MONACO di BAVIERA, 19 ottobre 2018 - Questa produzione ipnotica alla Staatsoper di Monaco sfida ogni tentazione descrittiva e invita alla riflessione. L'opera non racconta una storia drammaticamente ben definita: degli internati in un campo in Siberia raccontano le loro storie; sopraggiunge un nobile e viene percosso per aver preteso di essere un prigioniero politico; i carcerati inscenano pièce teatrali piena di allusioni erotiche; un'aquila scatena una discussione sul tema della libertà. Infine, il nobile viene liberato, uno dei detenuti riconosce in un altro appena morto colui che gli ha rovinato la vita. È soprattutto la musica meravigliosa di Janàček a dominare.

Simone Young dirige la Bayrische Staatsorchester con perspicacia ed energia, attenta al minimo dettaglio, e il ricco tessuto musicale, dagli accenti neri e rosso sangue, diviene luminoso e vibrante.
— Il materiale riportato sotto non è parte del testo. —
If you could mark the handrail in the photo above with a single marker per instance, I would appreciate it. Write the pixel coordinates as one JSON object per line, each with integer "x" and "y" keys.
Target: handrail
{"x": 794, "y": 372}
L'allestimento di Frank Castorp è assai esigente e si sviluppa su tre piani narrativi: l'azione nel tempo reale di un prigioniero che racconta la sua storia, il contenuto di questa storia e spesso un video sul fondo con diverse vicende fra i detenuti. Così, le identità sono confuse, incerte, come può avvenire in un carcere. Il giovane internato Aljeja, cantato dal soprano Evgeniya Sotnkiova, porta un costume da danzatrice degli anni 1920 dai tratti d'uccello, veste e copricapo piumati: l'aquila, un uomo, una donna... La scena girevole di Aleksandar Denić, che mostra di volta in volta diversi luoghi del campo, offre un altro aspetto danzante, indefinito alla produzione, così come le luci di Rainer Casper. Nel secondo atto appare una Danza Macabra e propone la chiave di lettura: la vita in prigione, la vita all'esterno, le identità, nulla è certo, nulla è reale.

Una meravigliosa compagnia di canto dà vita a questi personaggi: elegante malgrado il contesto Charles Workman come Skuratov; notevoli anche Bo Skovhus come Šiškov e Peter Rose nella parte di Aleksandr Petrovič Gorjancikov.

Applausi ampiamente meritati anche per Aleš Briscein, Manuel Günther, Tim Kuypers, Christian Rieger, Ulrich Reß, Milan Siljanov, Galeano Salas, Oğulcan Yılmaz, Alexander Milev, Alexander Milev, Niamh O’Sullivan, Callum Thorpe, Matthew Grills, Kevin Conners, Dean Power et Long Long.

Una serata densa e riuscita, complimenti!